Cuba retira dezenas de milhares devido ao furacão Paloma

O governo de Cuba está retirando dezenas de milhares de pessoas das áreas costeiras mais baixas no leste do país antes da chegada do furacão Paloma. Todas as províncias centrais e do leste de Cuba foram colocadas sob alerta de furacões.

BBC Brasil |

Segundo o Centro Nacional para Furacões dos Estados Unidos (NHC, na sigla em inglês), com sede em Miami, na noite de sábado o Paloma estava a 60 quilômetros ao sul de Santa Cruz del Sur, na costa sudoeste de Cuba.

O Paloma já está sendo considerado como uma tempestade de categoria quatro "extremamente perigosa", com ventos de até 233 quilômetros por hora.

O NHC prevê que o furacão Paloma chegue a Cuba na noite de sábado e perca sua força.

Apesar disso, o meteorologista cubano Jose Rubiera afirma que "temos que prestar toda atenção a esta tempestade".

O próprio NHC alertou a respeito de "inundações potencialmente catastróficas causadas por ondas" de seis a sete metros de altura na costa sul de Cuba.

Ilhas Cayman
O Paloma já causou chuvas torrenciais e aumento das ondas nas ilhas Cayman.
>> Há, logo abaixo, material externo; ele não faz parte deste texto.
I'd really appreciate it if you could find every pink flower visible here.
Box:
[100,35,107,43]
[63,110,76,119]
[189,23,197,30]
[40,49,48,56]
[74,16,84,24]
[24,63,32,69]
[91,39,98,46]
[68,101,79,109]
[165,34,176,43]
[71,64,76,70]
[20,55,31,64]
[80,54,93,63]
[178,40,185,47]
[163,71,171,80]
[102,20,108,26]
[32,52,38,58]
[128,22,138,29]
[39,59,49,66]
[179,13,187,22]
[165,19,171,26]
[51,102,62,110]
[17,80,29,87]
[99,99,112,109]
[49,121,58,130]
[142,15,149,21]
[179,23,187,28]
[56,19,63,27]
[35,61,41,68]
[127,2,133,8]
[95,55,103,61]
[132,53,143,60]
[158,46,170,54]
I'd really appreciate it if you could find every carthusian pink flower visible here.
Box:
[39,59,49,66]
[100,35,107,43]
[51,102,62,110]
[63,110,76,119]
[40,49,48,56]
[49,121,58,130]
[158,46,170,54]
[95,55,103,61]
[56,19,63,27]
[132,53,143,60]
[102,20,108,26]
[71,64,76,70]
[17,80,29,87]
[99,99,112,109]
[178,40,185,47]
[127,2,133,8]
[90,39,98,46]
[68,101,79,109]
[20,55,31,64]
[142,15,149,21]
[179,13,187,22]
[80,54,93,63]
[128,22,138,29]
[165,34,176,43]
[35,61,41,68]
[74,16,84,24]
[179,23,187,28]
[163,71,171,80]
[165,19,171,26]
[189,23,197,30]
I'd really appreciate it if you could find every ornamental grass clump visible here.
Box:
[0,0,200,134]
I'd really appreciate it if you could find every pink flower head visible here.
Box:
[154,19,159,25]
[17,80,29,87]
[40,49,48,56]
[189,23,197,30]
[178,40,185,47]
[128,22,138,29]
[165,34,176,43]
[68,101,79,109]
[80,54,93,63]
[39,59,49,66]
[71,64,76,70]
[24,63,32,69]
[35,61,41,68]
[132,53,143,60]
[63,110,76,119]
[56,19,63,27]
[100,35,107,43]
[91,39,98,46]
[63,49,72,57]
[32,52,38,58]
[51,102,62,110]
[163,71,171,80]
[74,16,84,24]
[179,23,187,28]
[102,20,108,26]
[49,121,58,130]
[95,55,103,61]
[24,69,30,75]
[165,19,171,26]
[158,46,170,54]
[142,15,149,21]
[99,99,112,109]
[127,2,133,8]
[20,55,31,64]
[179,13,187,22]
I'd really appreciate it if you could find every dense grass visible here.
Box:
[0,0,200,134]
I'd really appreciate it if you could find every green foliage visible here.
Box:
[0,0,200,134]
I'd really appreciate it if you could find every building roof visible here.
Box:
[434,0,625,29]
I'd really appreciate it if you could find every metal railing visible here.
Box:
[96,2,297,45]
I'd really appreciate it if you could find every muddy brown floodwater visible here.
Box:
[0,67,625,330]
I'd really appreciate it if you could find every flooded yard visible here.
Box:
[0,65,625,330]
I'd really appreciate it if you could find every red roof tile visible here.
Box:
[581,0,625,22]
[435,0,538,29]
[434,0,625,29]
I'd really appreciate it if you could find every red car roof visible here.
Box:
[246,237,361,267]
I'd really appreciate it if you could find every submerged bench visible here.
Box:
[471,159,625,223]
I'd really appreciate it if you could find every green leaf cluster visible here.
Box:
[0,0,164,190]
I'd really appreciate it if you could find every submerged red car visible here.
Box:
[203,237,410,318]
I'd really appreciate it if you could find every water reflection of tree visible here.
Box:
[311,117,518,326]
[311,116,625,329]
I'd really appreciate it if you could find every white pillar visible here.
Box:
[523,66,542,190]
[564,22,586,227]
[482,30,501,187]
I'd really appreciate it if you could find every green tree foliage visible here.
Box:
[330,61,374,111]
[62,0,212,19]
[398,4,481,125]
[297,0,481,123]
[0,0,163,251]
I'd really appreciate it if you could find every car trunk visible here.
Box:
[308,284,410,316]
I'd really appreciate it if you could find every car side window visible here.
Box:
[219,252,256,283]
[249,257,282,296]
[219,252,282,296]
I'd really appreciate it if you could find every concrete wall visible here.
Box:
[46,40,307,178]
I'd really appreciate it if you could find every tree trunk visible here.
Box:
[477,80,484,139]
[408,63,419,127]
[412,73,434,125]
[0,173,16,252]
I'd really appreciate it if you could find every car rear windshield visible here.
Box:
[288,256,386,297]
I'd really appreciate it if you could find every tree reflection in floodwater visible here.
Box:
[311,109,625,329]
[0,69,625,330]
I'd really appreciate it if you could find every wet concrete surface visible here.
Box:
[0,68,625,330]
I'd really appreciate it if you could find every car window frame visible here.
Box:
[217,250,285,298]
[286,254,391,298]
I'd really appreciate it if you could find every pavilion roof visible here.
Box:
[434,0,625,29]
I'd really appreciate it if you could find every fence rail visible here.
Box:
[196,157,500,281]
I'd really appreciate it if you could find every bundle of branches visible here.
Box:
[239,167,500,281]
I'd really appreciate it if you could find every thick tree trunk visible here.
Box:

E as autoridades das Bahamas foram colocadas em alerta.

Nas ilhas Cayman escolas, escritórios e empresas foram fechados e algumas pessoas foram levadas para abrigos.

Ocorreram danos a propriedades, mas não há informações de feridos.

Paloma é a 16ª tempestade a atingir o Atlântico nesta temporada do fenômeno e a 8ª a se converter em um furacão, tendo trazido fortes chuvas a partes de Honduras e Nicarágua, na América Central.

E, em Cuba, o furacão será o quinto desta temporada.

Gustav e Ike, que atingiram Cuba no em 30 de agosto e 9 de setembro respectivamente, causaram danos da ordem de bilhões de dólares e destruíram milhares de casas.